La France, un pays façonné par les mythes
La France, une nation fondée sur des mythes ancestraux, continue de vibrer sous l’influence de récits symboliques, tantôt héroïques, tantôt tragiques. Dans ce voyage à travers la mythologie grecque, la Révolution de 1789, et les grandes figures de son histoire, la France est un pays où chaque décision politique, chaque crise, et chaque élection sont le reflet de récits mythiques qui se rejouent à l’infini. Aujourd’hui, nous plongeons au cœur de ces mythes, à travers l’analyse psychologique de Michel Barnier, figure complexe de la scène politique, et la situation politique actuelle.

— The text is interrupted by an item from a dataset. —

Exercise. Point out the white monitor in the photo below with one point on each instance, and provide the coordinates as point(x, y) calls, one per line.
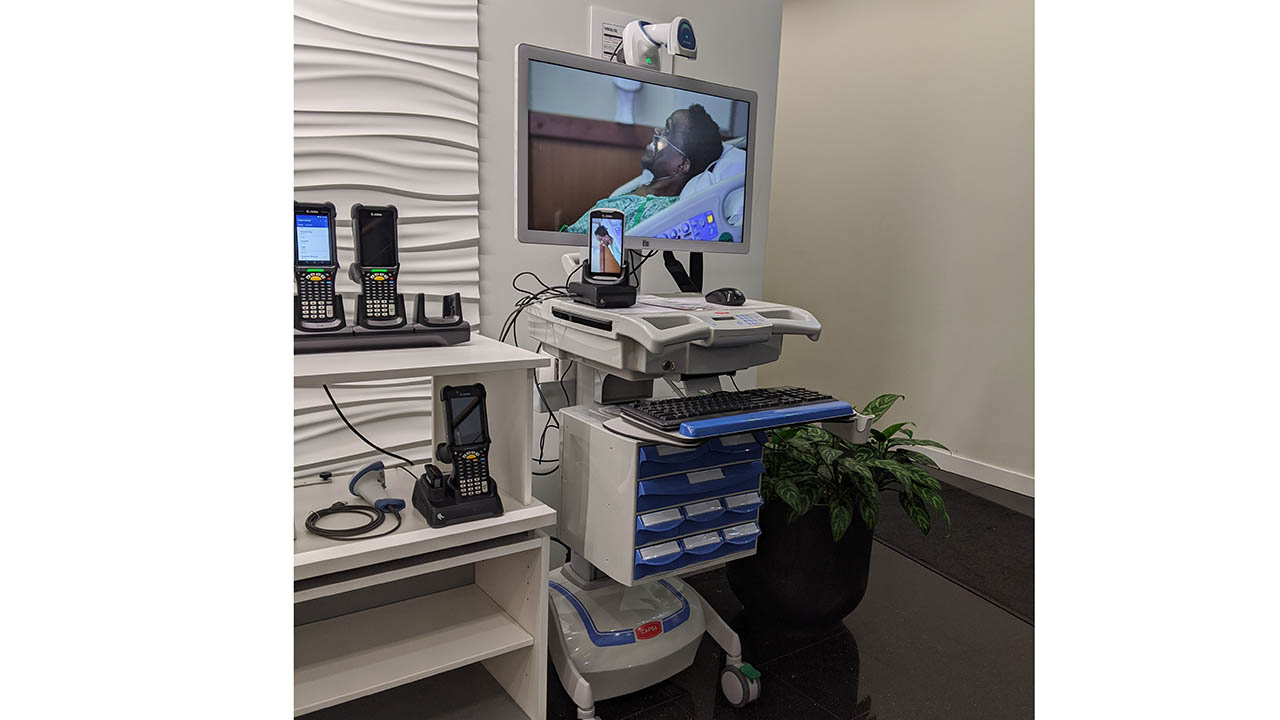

La mythologie grecque comme fondement de la société française
Les racines mythologiques grecques et romaines sont profondément ancrées dans la culture française. Les dieux et déesses de l’Olympe sont plus que de simples personnages de récits antiques : ils ont contribué à façonner les fondations des institutions et des symboles de la société française contemporaine.
Prenons l’exemple du Palais de l’Élysée, résidence officielle du président de la République française. Ce nom tire son origine des “Champs Élysées” de la mythologie grecque, qui étaient considérés comme le paradis des héros vertueux après la mort. C’est là que les héros reposaient après leurs grandes batailles. Le symbole est fort : les présidents français se présentent comme les protecteurs de la nation, les guides des grandes épopées contemporaines, à l’instar des héros mythologiques.
Le Champ de Mars, l’un des lieux les plus emblématiques de Paris, n’est pas en reste. Il fait référence à Mars, le dieu romain de la guerre. Ce lieu a accueilli de nombreux événements militaires, des défilés aux grandes manifestations. L’association du Champ de Mars à la guerre renforce l’idée que la France, bien que moderne, est un pays né et forgé par le conflit et le pouvoir militaire. Louis XIV, surnommé le “Roi Soleil”, a incarné cette puissance guerrière, tout comme Napoléon Bonaparte, qui a inscrit la France dans la mythologie militaire européenne en tant que puissance incontestable.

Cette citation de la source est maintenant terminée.